V
Dillon, Archie, Mandell and Squeak had left the city that morning. Dillon was gloomy and morose because Mason had refused to join him. He had been disappointed, too, in Curly, but not so much surprised, for Curly was so strange and mysterious that nothing he might do could surprise his friends. Cedarville was far away, in Illinois, and long before daylight the four men had started on their journey in a freight-train. Dillon's plan was to rob the bank that night. He had chosen Saturday night because a Sunday would probably intervene before discovery, and thus give them time to escape. But the journey was beset by difficulties; the train spent long hours in switching, in cutting out and putting in cars, and at such times the four men had been compelled to get off and hide, lest the trainmen detect them. Besides, the train made long inexplicable stops, standing on a siding, with nothing to mar the stillness but the tired exhaust of the engine and the drone of the wide country-side. At noon the empty box-car in which the men had been riding was cut out and left stranded at a village; after that, unable to find another empty car, they rode on a car that was laden with lumber, but this, too, was cut out and left behind. Then they rode in most uncomfortable and dangerous positions on the timber-heads over the couplings. Half-way to Cedarville they met the storm. It had been gathering all the morning, and now it broke suddenly; the rain came down in torrents, and they were drenched to the skin. Mandell, who was intensely afraid of lightning, suffered agonies, and threatened to abandon the mob at the first opportunity. Late in the afternoon, just as the train was pulling into the village of Romeo, the rear brakeman discovered them, called the conductor and the front brakeman, and ordered the men to leave the train.
"Stick and slug!" cried Mandell, made irritable by the storm. But Dillon repressed him.
"Unload!" he commanded. "Don't goat 'em."
Archie, on the other side of the car, had not been seen clearly by the trainmen, but the others had, and though Dillon made them all get off, he could not keep Squeak from stopping long enough to curse the train-men with horrible oaths. Then the train went on and left them.
At evening they went into the woods and built a fire. There were discouragements as to the fire; the wood was wet, but finally they achieved a blaze, and Dillon went into the village after food. When he returned the fire was going well, the men had dried their clothes, and their habitual spirits had returned. In the water of a creek Dillon washed the can he had found, and made tea; they cooked bacon on pointed sticks, broke the bread and cheese, and ate their supper. Then, in the comfort that came of dry clothes and warmth and the first meal they had eaten that day, they sat about, rolled cigarettes, and waited for the night. Then darkness fell, Dillon made them put out the fire, and they tramped across the fields to the railroad.
"We'll wait here for the John O'Brien," said Dillon, when they came to the water-tank. "We must get the jug to-night--that'll give us all day to-morrow for the get-away."

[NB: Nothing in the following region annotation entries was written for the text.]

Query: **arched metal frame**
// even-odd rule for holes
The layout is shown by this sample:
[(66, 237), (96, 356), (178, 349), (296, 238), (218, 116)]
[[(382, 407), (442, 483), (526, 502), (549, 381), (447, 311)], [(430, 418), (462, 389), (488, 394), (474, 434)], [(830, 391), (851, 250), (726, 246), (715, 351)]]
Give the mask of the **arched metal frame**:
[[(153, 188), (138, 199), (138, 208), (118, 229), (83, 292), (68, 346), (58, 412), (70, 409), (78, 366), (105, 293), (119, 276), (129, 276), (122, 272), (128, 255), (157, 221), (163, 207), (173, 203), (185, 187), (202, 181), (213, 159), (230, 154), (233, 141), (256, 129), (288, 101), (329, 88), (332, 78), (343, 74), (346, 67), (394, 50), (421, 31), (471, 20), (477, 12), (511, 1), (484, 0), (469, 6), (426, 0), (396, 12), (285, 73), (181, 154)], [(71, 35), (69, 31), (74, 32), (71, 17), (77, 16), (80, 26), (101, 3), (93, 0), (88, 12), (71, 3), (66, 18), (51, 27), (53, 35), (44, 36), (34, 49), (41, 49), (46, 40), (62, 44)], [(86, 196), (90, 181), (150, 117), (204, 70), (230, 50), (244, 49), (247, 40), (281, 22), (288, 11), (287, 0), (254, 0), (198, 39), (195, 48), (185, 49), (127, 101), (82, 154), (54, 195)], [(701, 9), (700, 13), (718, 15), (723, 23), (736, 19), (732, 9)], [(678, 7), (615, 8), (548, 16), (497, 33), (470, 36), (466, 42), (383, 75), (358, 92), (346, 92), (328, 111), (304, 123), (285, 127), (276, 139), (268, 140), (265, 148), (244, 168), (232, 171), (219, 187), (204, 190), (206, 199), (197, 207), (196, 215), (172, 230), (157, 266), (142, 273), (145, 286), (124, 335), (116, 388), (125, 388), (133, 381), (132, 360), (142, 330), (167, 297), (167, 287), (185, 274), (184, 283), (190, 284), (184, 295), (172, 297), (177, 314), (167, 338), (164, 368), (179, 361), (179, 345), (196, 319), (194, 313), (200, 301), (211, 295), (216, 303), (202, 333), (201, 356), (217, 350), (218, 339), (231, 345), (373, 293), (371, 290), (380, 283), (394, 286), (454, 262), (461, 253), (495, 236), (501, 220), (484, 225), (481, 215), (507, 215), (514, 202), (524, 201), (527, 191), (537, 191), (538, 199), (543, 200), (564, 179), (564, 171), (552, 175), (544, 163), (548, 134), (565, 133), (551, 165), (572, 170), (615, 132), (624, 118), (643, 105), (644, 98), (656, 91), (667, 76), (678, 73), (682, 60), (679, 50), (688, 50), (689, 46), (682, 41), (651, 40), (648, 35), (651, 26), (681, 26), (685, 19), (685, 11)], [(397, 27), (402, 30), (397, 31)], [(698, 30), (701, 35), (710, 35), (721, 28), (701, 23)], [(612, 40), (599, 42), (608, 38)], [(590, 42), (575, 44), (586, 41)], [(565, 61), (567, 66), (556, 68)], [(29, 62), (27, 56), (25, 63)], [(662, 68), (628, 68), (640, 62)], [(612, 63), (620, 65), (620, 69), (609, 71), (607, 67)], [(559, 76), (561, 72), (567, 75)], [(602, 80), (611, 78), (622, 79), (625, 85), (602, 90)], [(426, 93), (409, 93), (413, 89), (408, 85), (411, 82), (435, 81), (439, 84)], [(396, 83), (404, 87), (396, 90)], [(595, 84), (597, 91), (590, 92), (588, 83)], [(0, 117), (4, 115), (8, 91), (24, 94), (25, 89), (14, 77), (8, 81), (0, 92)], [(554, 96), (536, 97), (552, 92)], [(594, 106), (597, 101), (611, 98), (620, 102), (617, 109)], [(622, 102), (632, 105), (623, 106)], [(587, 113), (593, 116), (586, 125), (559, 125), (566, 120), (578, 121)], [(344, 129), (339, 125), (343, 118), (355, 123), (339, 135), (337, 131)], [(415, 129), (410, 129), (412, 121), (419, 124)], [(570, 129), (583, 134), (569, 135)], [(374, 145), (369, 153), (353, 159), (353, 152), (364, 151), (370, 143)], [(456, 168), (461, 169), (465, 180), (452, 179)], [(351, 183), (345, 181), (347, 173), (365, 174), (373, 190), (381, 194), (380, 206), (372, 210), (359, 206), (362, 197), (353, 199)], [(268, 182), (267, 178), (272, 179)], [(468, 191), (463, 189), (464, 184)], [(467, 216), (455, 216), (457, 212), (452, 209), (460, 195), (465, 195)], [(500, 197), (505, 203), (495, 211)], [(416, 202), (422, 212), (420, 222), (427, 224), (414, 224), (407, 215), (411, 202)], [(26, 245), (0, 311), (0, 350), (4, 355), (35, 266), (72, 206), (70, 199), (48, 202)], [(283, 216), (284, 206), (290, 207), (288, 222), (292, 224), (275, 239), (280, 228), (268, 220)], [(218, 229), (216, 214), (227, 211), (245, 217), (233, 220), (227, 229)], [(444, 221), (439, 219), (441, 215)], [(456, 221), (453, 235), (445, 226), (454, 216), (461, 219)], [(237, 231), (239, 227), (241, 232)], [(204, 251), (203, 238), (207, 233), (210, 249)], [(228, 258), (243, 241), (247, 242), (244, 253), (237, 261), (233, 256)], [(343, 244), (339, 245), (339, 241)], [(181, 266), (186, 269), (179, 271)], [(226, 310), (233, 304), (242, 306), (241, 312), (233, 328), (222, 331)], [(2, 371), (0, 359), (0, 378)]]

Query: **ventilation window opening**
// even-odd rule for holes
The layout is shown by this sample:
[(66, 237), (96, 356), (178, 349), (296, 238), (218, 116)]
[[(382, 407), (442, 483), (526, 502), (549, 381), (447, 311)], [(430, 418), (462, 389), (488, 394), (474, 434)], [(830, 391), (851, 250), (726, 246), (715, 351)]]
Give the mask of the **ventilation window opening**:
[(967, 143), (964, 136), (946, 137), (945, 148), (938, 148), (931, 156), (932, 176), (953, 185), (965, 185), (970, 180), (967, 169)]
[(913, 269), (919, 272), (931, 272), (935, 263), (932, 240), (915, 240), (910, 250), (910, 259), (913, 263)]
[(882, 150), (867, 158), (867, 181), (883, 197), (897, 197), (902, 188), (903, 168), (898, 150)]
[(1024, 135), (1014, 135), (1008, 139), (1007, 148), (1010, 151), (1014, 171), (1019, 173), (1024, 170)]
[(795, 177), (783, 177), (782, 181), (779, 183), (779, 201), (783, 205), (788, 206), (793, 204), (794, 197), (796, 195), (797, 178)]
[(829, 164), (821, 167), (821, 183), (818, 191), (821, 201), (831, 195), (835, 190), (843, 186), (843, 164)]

They waited then, and waited, while the summer night deepened to silence; once, the headlight of an engine sent its long light streaming down the track; they made ready; the train came swaying toward them.
"Hell!" exclaimed Mandell, in the disappointment that was common to all of them. "It's a rattler!" And the lighted windows of a passenger-train swept by.
They waited and waited, and no freight-train came. At midnight, when they were all stiff and cold, Dillon ordered them into the village. They were glad enough to go. In the one business street of the town they found a building in which a light gleamed. They glanced through a window; it was the post-office. Then Dillon changed his plan in that ease with which he could change any plan, and forgot the little bank at Cedarville. He placed Squeak at the rear of the building, Mandell in the front.